Jarek’s smile warmed his cool gray eyes. “Very understandable.”
“Woman from the hardware store was a witness,” Aleksy said. His voice still had an edge. “Marcia somebody. I wrote it down.”
“Tompkins?”
“That’s the one.”
“Well, that’s good. If your thief was a local, Marcia will know him.” Jarek sighed and stood. “But I’m sorry to say it’s just as likely you were robbed by someone passing through.”
“Lots of visitors right now, with the regatta coming up,” Mark volunteered from over by the bar.
“Are you done with her?” Aleksy asked abruptly. “Can I take her home now?”
Jarek nodded. “Unless you’d like to stop by the hospital.”

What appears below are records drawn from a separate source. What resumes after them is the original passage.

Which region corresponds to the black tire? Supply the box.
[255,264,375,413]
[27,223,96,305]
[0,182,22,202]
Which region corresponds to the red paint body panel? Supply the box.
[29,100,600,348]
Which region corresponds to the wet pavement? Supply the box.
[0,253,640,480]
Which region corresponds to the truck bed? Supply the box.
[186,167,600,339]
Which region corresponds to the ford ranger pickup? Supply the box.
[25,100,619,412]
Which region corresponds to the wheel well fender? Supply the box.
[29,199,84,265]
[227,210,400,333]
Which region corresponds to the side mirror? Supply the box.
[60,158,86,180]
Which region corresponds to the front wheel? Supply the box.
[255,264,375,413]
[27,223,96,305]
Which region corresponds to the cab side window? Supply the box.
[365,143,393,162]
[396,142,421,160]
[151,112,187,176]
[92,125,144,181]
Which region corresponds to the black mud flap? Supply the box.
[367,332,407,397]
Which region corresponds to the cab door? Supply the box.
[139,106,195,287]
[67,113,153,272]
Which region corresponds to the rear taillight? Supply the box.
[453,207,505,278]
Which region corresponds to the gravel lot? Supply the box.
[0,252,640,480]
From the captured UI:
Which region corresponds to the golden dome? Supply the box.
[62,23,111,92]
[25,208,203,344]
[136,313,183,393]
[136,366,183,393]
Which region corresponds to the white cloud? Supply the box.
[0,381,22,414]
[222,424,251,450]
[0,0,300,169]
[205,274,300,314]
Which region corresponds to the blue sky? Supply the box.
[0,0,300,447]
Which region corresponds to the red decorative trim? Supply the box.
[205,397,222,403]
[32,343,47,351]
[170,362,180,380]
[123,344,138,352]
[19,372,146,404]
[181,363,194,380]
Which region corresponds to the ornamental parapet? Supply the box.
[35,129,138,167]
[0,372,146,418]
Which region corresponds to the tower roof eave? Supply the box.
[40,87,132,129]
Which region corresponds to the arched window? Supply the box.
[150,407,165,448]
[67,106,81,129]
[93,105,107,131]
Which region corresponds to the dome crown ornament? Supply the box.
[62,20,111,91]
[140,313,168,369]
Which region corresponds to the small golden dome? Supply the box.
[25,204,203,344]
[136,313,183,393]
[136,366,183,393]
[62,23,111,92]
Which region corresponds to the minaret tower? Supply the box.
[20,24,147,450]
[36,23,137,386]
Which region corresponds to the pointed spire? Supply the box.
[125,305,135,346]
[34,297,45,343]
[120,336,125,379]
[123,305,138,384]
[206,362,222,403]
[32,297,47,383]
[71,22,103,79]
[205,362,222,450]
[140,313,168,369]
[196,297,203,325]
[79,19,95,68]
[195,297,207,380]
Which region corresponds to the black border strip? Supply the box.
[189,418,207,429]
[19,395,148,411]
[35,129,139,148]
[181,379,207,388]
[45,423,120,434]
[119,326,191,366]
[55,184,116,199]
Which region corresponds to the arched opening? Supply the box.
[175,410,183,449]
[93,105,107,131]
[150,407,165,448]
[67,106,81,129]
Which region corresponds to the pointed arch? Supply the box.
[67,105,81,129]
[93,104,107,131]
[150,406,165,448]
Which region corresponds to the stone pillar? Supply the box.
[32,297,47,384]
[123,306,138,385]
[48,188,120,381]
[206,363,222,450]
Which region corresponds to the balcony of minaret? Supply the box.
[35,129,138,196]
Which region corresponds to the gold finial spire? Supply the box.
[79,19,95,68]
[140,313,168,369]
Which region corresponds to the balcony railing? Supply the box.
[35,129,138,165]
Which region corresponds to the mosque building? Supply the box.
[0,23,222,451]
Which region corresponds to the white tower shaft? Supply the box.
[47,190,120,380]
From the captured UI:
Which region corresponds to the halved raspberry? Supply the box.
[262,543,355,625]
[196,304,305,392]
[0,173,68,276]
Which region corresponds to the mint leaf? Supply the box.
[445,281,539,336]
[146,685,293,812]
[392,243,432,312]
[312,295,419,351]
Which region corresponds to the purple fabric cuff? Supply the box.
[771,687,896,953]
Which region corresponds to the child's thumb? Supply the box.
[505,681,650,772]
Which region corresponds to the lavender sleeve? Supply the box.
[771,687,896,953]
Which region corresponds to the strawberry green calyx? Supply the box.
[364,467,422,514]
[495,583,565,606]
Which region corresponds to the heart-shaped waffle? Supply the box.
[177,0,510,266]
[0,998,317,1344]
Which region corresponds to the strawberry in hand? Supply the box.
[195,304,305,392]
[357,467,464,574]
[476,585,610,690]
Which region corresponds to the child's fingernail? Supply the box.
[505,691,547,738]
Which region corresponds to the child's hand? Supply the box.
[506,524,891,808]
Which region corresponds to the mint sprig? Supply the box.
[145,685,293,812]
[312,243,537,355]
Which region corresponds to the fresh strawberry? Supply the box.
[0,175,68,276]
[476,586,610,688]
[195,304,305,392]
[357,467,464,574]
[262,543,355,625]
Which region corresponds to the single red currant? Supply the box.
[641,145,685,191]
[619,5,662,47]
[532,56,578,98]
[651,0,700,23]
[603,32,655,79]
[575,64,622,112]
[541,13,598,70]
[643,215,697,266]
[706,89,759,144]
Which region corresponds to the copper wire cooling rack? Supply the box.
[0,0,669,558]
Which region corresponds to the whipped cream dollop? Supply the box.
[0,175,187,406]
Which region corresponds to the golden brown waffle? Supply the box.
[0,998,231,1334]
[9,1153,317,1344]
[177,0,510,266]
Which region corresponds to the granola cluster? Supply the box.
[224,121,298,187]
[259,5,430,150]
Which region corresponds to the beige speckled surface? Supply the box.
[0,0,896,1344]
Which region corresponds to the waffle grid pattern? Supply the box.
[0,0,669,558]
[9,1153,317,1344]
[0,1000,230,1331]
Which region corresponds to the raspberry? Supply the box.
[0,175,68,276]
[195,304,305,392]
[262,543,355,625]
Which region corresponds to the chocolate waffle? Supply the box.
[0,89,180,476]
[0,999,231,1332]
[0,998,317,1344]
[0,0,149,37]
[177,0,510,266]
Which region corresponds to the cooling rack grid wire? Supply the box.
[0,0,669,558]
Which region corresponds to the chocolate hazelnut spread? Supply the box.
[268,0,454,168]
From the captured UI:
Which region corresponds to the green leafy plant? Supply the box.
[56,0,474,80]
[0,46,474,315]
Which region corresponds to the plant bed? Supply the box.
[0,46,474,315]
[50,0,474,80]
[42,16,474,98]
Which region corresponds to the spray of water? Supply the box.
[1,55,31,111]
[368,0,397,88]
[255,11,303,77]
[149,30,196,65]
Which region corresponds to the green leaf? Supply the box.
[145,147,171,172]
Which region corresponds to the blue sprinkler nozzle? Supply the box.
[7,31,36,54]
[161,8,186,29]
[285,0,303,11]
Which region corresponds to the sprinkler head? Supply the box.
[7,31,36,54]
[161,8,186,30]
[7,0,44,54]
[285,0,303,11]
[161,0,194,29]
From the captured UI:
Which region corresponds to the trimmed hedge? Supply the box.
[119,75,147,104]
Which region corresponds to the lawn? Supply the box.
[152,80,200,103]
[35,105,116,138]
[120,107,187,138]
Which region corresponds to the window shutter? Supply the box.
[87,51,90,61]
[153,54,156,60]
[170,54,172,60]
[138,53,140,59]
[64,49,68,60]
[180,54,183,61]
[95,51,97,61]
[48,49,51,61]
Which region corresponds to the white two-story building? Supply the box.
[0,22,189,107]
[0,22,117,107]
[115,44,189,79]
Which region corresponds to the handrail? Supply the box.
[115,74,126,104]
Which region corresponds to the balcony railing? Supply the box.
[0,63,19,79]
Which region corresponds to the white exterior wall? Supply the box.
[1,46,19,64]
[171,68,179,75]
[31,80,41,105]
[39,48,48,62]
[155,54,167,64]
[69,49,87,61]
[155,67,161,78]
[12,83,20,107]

Faye blinked. “What? Oh, no.” She flexed her wrist experimentally. It hurt, but she was used to that. And she wanted to go home, back to the cottage that had been her escape and her refuge. She wanted to crawl in her hole and pull it in after her, like in the cartoons.
“About your purse.” Jarek cleared his throat. “There’s a good chance we’ll get it back for you. The thief probably dumped it somewhere. After he took your cash and credit cards.”
“My credit cards.” She sat upright on the bar’s hard wooden chair. “I have to—”
“We will.” Aleksy’s hand, hard and reassuring, closed on her shoulder. “After we get you home.”
He was as good as his word. He loaded Faye, Jamal and the ice bag into his TransAm. He gave them a choice between Chinese and fast food and then picked up dinner at the drive through window of the local Burger Barn. While Faye made phone calls canceling her credit cards, Aleksy nudged Jamal into the shower and off to bed. Shaky from a combination of excitement and drug withdrawal, Jamal crashed with only a token protest.
Faye frowned thoughtfully as Aleksy gathered the teenager’s clothes and dumped them into her aunt’s old washing machine.